Comrade Lenin said that “A strike teaches workers to understand what the strength of the employers and what the strength of the workers consists in; it teaches them not to think of their own employer alone and not of their own immediate workmates alone but of all the employers as a class, the whole class of capitalists and the whole class of workers”.

Now it becomes quite clear to the workers that the capitalist class as a whole is the enemy of the whole working class and that the workers can depend only on themselves and their united action. It often happens that a factory owner does his best to deceive the workers, to pose as a benefactor, and conceal his exploitation of the workers by some petty sops or lying promises. A strike always demolishes this deception at one blow by showing the workers that their “benefactor” is a wolf in sheep’s clothing.

A strike, moreover, opens the eyes of the workers to the nature, not only of the capitalists, but of the government and the laws as well as judiciary.

It becomes clear to every worker that the Modi government is their worst enemy since it defends the capitalists and binds the workers hand and foot. The workers begin to understand that laws are made in the interests of the capitalist alone; that government protect those interests; that the working people are gagged and not allowed to make known their needs; that the working class must win for itself the right to strike and to retain the right to union.

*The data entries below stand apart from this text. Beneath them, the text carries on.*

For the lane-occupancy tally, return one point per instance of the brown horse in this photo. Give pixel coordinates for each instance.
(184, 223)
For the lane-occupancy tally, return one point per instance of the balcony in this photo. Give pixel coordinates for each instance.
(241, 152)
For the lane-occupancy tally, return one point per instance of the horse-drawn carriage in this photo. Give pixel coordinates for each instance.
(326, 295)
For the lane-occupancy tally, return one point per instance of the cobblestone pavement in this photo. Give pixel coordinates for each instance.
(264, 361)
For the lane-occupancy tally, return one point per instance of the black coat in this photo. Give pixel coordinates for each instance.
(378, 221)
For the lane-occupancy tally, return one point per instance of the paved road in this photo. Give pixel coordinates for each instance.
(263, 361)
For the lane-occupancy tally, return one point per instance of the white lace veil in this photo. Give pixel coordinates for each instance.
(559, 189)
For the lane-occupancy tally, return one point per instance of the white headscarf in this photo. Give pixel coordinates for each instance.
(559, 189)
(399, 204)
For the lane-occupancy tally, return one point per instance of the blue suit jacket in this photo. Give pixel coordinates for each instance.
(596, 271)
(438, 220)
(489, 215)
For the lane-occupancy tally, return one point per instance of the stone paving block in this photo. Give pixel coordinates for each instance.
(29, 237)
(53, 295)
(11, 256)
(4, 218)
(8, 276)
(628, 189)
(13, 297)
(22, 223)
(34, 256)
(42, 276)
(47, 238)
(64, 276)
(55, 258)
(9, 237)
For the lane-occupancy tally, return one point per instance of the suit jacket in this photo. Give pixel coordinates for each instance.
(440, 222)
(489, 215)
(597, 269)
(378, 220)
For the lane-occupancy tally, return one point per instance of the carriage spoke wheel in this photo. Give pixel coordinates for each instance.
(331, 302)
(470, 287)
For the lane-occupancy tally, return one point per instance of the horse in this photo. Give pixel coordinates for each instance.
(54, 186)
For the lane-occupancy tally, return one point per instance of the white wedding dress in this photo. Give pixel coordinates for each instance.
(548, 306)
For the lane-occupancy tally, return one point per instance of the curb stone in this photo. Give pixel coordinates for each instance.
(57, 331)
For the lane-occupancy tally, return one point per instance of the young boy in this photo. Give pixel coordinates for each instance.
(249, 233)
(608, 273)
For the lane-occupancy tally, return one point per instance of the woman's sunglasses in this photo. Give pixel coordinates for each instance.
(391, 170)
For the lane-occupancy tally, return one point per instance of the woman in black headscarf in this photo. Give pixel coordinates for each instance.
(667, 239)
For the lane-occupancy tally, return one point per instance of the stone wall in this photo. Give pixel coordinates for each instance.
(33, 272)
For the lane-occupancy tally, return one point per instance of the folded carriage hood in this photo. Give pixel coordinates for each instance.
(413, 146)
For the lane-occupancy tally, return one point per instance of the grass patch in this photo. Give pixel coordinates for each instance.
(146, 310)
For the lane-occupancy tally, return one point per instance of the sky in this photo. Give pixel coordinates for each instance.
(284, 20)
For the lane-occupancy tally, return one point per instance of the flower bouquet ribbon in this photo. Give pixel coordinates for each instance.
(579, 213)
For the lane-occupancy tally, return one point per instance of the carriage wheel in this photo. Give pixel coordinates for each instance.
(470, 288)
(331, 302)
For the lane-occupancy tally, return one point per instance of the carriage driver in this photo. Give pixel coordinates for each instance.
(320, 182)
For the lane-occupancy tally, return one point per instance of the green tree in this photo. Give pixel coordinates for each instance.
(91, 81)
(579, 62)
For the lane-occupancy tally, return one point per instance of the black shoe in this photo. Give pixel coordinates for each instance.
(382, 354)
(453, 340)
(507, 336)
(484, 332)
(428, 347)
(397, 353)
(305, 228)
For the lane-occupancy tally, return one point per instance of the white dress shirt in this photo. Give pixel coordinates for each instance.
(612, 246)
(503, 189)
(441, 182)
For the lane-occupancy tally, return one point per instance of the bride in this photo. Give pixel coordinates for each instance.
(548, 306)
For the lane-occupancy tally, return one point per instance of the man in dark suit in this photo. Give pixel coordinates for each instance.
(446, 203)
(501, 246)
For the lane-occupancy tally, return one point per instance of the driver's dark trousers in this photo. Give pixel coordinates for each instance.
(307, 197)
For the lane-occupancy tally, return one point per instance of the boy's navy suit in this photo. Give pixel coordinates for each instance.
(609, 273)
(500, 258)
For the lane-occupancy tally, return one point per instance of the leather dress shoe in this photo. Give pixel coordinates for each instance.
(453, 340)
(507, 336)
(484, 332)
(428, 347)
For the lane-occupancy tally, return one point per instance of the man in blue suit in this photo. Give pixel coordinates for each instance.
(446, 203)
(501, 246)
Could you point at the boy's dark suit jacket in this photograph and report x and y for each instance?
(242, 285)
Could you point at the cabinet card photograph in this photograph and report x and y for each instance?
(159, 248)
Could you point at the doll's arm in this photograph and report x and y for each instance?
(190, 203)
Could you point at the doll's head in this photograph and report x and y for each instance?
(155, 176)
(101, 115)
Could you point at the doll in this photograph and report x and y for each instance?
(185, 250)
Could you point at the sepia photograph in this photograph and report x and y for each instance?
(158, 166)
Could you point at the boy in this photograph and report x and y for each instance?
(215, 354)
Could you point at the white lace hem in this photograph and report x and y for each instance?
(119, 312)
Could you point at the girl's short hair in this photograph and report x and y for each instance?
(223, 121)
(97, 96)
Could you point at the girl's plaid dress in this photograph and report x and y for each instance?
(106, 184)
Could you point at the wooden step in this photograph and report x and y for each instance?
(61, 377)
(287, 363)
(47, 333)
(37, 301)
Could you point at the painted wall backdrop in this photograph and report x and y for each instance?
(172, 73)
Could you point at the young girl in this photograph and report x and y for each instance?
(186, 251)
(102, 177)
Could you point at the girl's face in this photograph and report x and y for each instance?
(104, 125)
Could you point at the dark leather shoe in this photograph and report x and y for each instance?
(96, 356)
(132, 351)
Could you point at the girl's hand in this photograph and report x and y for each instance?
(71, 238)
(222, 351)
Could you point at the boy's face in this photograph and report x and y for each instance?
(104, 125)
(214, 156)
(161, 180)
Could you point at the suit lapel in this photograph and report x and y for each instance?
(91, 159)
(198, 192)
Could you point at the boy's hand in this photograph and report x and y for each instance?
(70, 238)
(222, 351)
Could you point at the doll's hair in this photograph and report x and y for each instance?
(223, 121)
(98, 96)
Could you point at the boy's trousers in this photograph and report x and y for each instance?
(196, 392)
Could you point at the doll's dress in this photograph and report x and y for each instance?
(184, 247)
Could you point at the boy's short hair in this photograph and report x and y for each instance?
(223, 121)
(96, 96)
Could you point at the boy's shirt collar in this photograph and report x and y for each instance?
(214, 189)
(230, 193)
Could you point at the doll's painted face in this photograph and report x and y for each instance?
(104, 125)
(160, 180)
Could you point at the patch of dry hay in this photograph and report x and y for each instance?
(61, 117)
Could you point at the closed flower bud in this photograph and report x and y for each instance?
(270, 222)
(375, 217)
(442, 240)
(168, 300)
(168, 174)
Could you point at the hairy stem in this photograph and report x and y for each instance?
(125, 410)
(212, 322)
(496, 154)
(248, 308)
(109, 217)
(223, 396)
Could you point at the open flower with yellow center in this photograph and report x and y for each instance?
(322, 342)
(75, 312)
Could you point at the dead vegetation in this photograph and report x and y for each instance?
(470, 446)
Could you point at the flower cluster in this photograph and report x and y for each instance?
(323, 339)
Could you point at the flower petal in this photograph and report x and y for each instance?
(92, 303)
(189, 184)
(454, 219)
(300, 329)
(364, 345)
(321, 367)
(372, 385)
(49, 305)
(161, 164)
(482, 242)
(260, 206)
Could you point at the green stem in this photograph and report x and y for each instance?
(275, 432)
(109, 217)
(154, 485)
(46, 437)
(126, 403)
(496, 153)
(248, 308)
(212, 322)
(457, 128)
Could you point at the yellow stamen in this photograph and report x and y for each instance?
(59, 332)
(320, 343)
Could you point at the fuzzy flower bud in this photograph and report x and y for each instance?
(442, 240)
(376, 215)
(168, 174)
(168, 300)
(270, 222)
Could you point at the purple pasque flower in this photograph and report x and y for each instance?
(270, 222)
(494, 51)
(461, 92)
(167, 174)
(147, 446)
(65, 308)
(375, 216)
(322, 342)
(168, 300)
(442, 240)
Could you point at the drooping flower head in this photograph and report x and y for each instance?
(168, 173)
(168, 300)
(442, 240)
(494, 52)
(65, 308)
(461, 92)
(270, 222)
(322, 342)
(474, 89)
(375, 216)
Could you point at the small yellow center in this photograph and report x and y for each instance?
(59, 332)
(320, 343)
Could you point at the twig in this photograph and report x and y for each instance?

The government itself knows full well that strikes open the eyes of the workers and for this reason it has such a fear of strikes and does everything to stop them as quickly as possible. Every strike strengthens and develops in the workers the understanding that the government is their enemy and that the working class must prepare itself to struggle against the government for the people’s rights.

Strikes, therefore, teach the workers to unite; they show them that they can struggle against the capitalists only when they are united; strikes teach the workers to think of the struggle of the whole working class against the whole class of factory owners and against the arbitrary, authoritarian government.

This is the reason that the revolutionary trade union calls strikes “a school of class war,” a school in which the workers learn to make war with their class enemies for the liberation of the whole people, of all who labour, from the yoke of capital.

It is interesting to recall the saying of one German Minister of the Interior during the Bismark period in Germany, one who was notorious for the persistent persecution of socialists and class-conscious workers. He, not without reason, stated before the people’s representatives that “Behind every strike lurks the hydra monster of revolution.” Strikes, therefore, always instill fear into the capitalists because strikes begin to undermine their supremacy.